Carola Koklinska moved in her seat, so that her silk mantle fell apart over the long sheen of her gold gown.
“You must come to the fête at Versailles next week,” she said.
“M. de Caumont, who is a friend of my family, requested my presence there with him,” answered Luc. “Shall I see you there, Madame?”
“Yes—oh yes.”
Luc was pleased with this meeting. Carola’s gravity, reserve, the slight mystery of her background all encouraged the abstract ideas of strength, purity, and spirituality that he had associated with her image.
“I have often thought of you,” he said, with a very tender chivalry, “and always as an inspiration.”
She coloured painfully.
“You are on the quest of glory, are you not?” she asked in a breath.
“You have my secret,” he answered, half wistfully, half proudly. For the moment both his reserve and his strength gave way before the impulse to utterly confide in this strange, cold creature and take her comfort, her admonitions, maybe her praise; but he checked the desire, though she might have read it in his hazel eyes as he turned them softly, yet mysteriously, on her.

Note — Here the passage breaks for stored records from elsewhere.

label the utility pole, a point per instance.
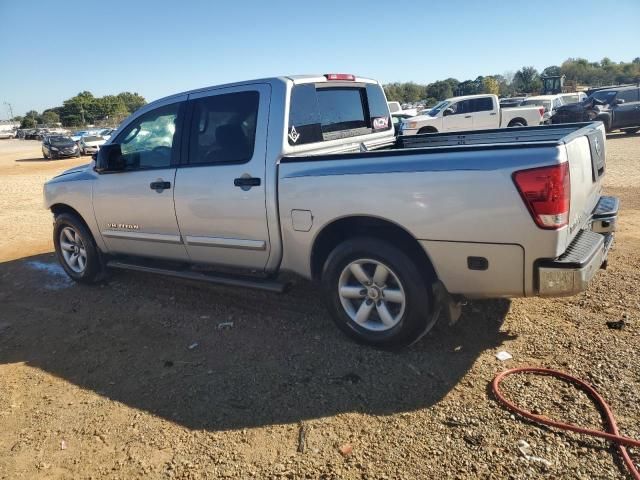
(10, 111)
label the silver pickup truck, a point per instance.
(236, 183)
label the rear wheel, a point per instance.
(76, 249)
(376, 294)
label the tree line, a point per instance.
(527, 80)
(85, 109)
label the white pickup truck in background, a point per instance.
(471, 112)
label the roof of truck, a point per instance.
(317, 78)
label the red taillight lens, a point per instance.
(340, 76)
(547, 193)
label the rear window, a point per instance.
(324, 112)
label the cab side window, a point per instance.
(481, 104)
(148, 142)
(223, 128)
(463, 106)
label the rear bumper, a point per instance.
(572, 271)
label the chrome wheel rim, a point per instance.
(73, 249)
(371, 295)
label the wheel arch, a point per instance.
(339, 230)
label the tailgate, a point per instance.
(586, 156)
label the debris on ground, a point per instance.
(503, 356)
(616, 325)
(525, 450)
(346, 450)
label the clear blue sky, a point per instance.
(50, 51)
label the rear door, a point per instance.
(484, 113)
(220, 190)
(460, 119)
(627, 114)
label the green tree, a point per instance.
(50, 117)
(132, 101)
(30, 120)
(490, 85)
(527, 80)
(551, 71)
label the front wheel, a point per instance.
(76, 249)
(376, 293)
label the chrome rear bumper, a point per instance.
(572, 271)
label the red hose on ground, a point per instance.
(612, 434)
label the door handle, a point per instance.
(160, 185)
(246, 182)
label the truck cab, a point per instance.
(471, 112)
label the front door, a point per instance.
(220, 191)
(134, 208)
(627, 114)
(460, 118)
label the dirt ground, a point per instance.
(137, 378)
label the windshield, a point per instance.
(60, 140)
(438, 108)
(603, 96)
(538, 103)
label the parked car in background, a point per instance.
(575, 97)
(617, 108)
(550, 103)
(59, 146)
(6, 134)
(77, 135)
(90, 144)
(268, 176)
(396, 107)
(397, 119)
(510, 102)
(471, 112)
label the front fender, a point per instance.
(74, 189)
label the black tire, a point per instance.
(414, 320)
(93, 269)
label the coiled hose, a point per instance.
(612, 434)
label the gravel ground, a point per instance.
(140, 378)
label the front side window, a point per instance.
(223, 128)
(148, 142)
(463, 106)
(481, 104)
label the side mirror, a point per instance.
(109, 159)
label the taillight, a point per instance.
(546, 192)
(340, 76)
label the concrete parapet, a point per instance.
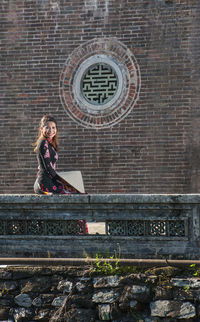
(136, 225)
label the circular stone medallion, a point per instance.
(100, 83)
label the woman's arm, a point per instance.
(46, 159)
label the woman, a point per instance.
(46, 148)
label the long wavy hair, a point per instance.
(45, 119)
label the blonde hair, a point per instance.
(44, 120)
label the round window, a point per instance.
(100, 83)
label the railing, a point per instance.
(136, 226)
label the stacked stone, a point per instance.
(60, 294)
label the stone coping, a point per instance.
(102, 198)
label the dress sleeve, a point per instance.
(46, 158)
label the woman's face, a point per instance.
(50, 130)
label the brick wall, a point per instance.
(155, 149)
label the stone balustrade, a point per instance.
(135, 225)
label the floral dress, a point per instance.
(47, 178)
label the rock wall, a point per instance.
(77, 294)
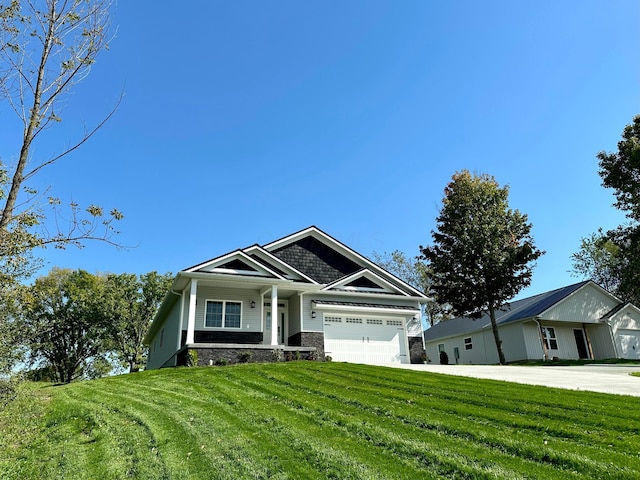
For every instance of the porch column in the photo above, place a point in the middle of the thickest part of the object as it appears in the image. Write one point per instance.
(191, 321)
(274, 315)
(181, 321)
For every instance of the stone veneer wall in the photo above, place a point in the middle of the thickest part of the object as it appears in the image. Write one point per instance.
(416, 349)
(209, 355)
(309, 339)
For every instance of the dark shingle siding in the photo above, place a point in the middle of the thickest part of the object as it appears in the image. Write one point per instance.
(316, 260)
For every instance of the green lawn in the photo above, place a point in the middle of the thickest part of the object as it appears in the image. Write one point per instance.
(305, 420)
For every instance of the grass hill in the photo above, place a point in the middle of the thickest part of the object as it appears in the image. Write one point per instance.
(306, 420)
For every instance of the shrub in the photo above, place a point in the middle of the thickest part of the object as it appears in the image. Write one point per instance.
(276, 355)
(7, 392)
(444, 358)
(245, 357)
(192, 358)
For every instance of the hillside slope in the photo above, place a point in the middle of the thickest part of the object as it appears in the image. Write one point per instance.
(315, 420)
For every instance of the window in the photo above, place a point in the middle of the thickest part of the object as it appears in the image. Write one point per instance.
(550, 340)
(222, 314)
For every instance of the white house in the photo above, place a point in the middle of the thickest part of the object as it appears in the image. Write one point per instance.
(580, 321)
(304, 295)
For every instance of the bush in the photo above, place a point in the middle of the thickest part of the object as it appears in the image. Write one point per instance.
(7, 392)
(245, 357)
(444, 358)
(276, 355)
(192, 358)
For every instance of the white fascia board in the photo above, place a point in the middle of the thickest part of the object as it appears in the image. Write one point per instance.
(363, 273)
(575, 292)
(346, 251)
(372, 296)
(354, 308)
(279, 262)
(260, 268)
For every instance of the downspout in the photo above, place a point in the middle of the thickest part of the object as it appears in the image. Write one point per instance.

She rose, and he hardened instantly into utter reserve.
“I have no company to-night, or I would desire you to stay,” she said. “Some time you must come. I hope you will be very successful, Monsieur le Marquis.”
The words were very formal, but as she spoke she held out her right hand. Luc took it as he formed his answer, and dropped his grave eyes from her face to her fingers.
A curious little shock of surprise and dismay brought the colour to his cheeks. On the Countess’s forefinger was a diamond ring curiously set round with points formed of sapphires—the very jewel Luc had flung at the feet of the page in the Governor’s house at Avignon, or its exact counterpart.
“Why are you silent?” she asked rather haughtily, and withdrew her hand.
“The ring you wear reminded me of another I saw in the possession of some one so different from you, Countess, that the mere connexion gave me a start.”
“Which ring?” She wore several.
“The diamond, Madame, on your first finger.”
“That is very extraordinary!” she exclaimed.
“In what way, Madame?”
She flushed now.
“Oh, I did not know there were two such rings, that is all.” She seemed desirous of dismissing the subject, and he had no excuse for pressing it, though he wondered that she should not carelessly have told him how she came by the jewel, and so have set at rest his first impression—that she was wearing the actual jewel M. de Richelieu had offered him as a bribe.
“I hope I shall see you at Versailles,” she said. She was walking towards the gate, and her stiff skirts rustled on the untidy gravel path. “I think you are on a sorrowful quest,” she added timidly; “forgive me.”
“Believe me that I am happy,” he answered gravely.
Above the dark bulk of the house was the primrose-coloured moon, a thin crescent; there was a shiver in the air. Luc looked at the Countess, and thought that her eyes were suddenly flushed with tears.
“If I could help you, if I could prevent it,” she began passionately, then checked herself and held out, curiously enough, her left hand. “Good-bye,” she said.
He kissed her fingers and left her. As he passed along the darkening street before her house he thought that he had never known the fading of the sky and the first glimmering of the moon of such poignant beauty.